Why has Avis Budget Group stock tripled in the past month?

The move is driven primarily by short-squeeze mechanics. With 48.28% of the float sold short, positive headlines about TSA disruptions boosting rental car demand triggered forced buying by short sellers. The RSI hit 91.90, indicating extreme overbought conditions. The stock moved 120% in just seven sessions at one point — a velocity consistent with a mechanical squeeze rather than a fundamental re-rating.

What is the $390 million fleet disposition charge Avis took in Q1?

Avis recorded a $390mn non-cash charge in Q1 2026 for accelerated vehicle dispositions — the largest such charge in the company's history. This means the company sold rental vehicles for less than their book value as part of a fleet rotation to replace cars it overpaid for. Combined with a $518mn Q4 EV impairment, Avis has absorbed nearly $900mn in fleet-related charges across two quarters, a sign management is still in damage-control mode on fleet economics.

How far is Avis Budget stock from analyst price targets?

The current price of $359.62 sits 240% above the Street consensus target of $106.43, implying 70.4% downside. Every covering analyst rates CAR Hold or worse, with individual targets ranging from $95 to $128. This is the widest gap between stock price and consensus target in the rental car sector's history.

Can TSA disruptions sustain Avis Budget's stock price at current levels?

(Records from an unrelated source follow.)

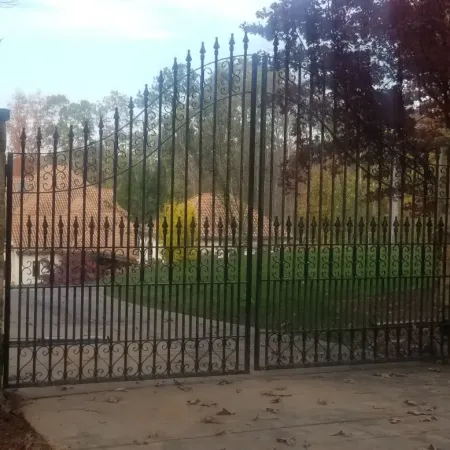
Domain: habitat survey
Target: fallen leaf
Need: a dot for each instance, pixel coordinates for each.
(382, 375)
(211, 419)
(184, 388)
(398, 374)
(430, 408)
(290, 442)
(342, 433)
(429, 419)
(275, 394)
(209, 404)
(415, 412)
(272, 410)
(225, 412)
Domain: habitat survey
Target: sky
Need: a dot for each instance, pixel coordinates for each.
(86, 48)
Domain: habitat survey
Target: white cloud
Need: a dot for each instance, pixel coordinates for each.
(124, 19)
(85, 18)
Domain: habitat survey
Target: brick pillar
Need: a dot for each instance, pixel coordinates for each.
(4, 117)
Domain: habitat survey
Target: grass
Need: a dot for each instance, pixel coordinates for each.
(315, 288)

TSA staffing disruptions are creating real short-term demand for rental cars as travelers avoid airport bottlenecks. However, the company still posted negative $93mn in adjusted EBITDA in Q1, has $25bn in debt, and generates negative $1.1bn in free cash flow over the trailing twelve months. Even if TSA disruptions persist, the stock trades at 51.2x forward earnings — a multiple that requires a sustained profitability turnaround that four consecutive earnings misses suggest isn't materializing.

Is this a repeat of the GameStop or AMC short squeeze?

The pattern shares key similarities: very high short interest (48.28%), a compelling narrative catalyst (TSA disruptions), rapid price appreciation detached from fundamentals, and extreme RSI readings. Like GME and AMC in 2021, the underlying business metrics — negative free cash flow, consecutive earnings misses, record asset write-downs — don't support the elevated valuation. Short squeezes historically resolve when forced buying exhausts itself and price reverts toward fundamental value.